- Born: 11 November 1834 Coteau du Lac, Lower Canada
- Died: 16 March 1925 (aged 90)
- Occupation: Publisher

= Richard Butler (publisher) =

Richard Butler (born 11 November 1834 at Coteau du Lac, Lower Canada - 16 March 1925) was an editor, publisher, journalist and U.S. vice-consul in Hamilton, Ontario.

==Life==
His parents had been born in Ireland and arrived in Canada a few months before his birth. He worked from childhood, so he had little formal education. He worked first as a confectioner and baker in Montreal, and secured a job with the Montreal Herald when he was twelve years old. This enabled him to help his mother raise Butler and his three siblings, after his father had died suddenly when serving in the British 24th Foot Regiment stationed in Canada.

His experience working for newspapers continued after the family moved to London, Ontario, where he found work for the London Free Press. He also gained experience in Hamilton working at the Journal and Express office. Butler moved to the United States in 1852 at the age of seventeen, working in Rochester, New York for the Rochester Union. In 1854 he returned to Hamilton, where he helped establish a union for printers. By 1859 he had worked his way up to an assistant foreman at the Christian Advocate.

He returned to the United States in time to be listed in the 1860 census as a resident of Cincinnati, Ohio, where he worked as a printer.

In 1862, he became editor of the Oxford Citizen, a newspaper in Oxford, Ohio, which he sold in 1870. He also operated a printing business there. During his Oxford years, Butler was active in a fraternal temperance society called the Good Templars and spent a few months in the Union Army. In 1915 he published a short history of early Oxford called Ancient Oxford. First appearing in a newspaper, it was later published as a short book.

In 1870, Butler bought a newspaper in Oberlin, Ohio which proved to be a mistake.
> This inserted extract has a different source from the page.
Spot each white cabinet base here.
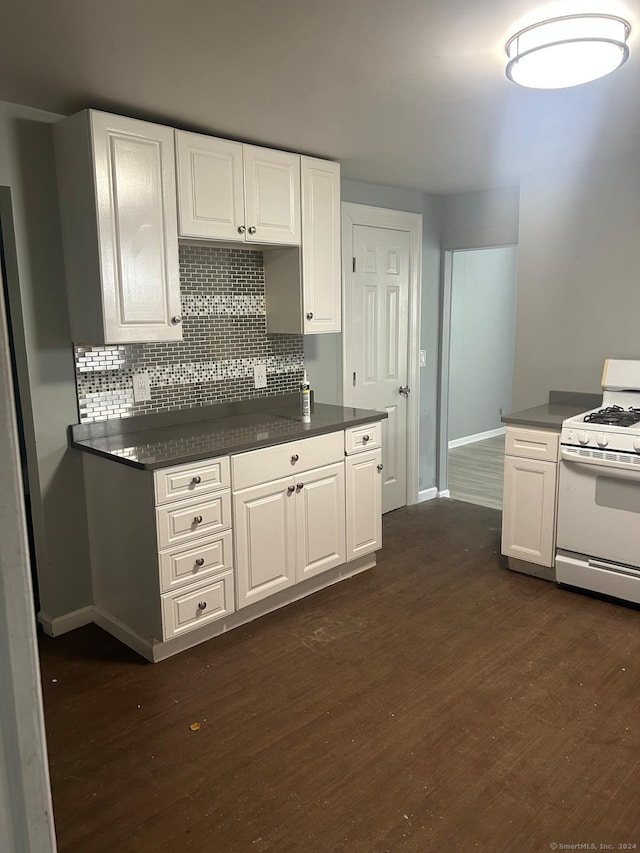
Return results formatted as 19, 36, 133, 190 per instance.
93, 554, 376, 663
Oberlin College wanted a religious paper. After two years Butler sold the newspaper, and shortly afterwards became city editor of the Burlington Hawkeye in Burlington, Iowa. Eventually he moved to Illinois, where he bought the Clinton Public and was its editor and publisher for twenty-five years.

In 1897, after selling the Public, he returned to Canada once again where (as an ardent Republican) he was appointed to the position of U.S. vice-consul in the Ontario city of Hamilton, a position he held for eighteen years. At the same time was employed by the town's newspaper, the Hamilton Spectator, and wrote a column on the history of Hamilton for the Saturday edition of the paper, titled "Saturday Musings". The column appeared under the pen name of The Muser.

==Tribute==
The Butler neighbourhood in Hamilton Mountain is named after him. It is bounded by Stone Church Road East (north), Rymal Road East (south), Upper Wentworth Street (west) and Upper Sherman Street (east). Landmarks in this neighbourhood include St. Jean de Brebeuf High School and Billy Sherring Park.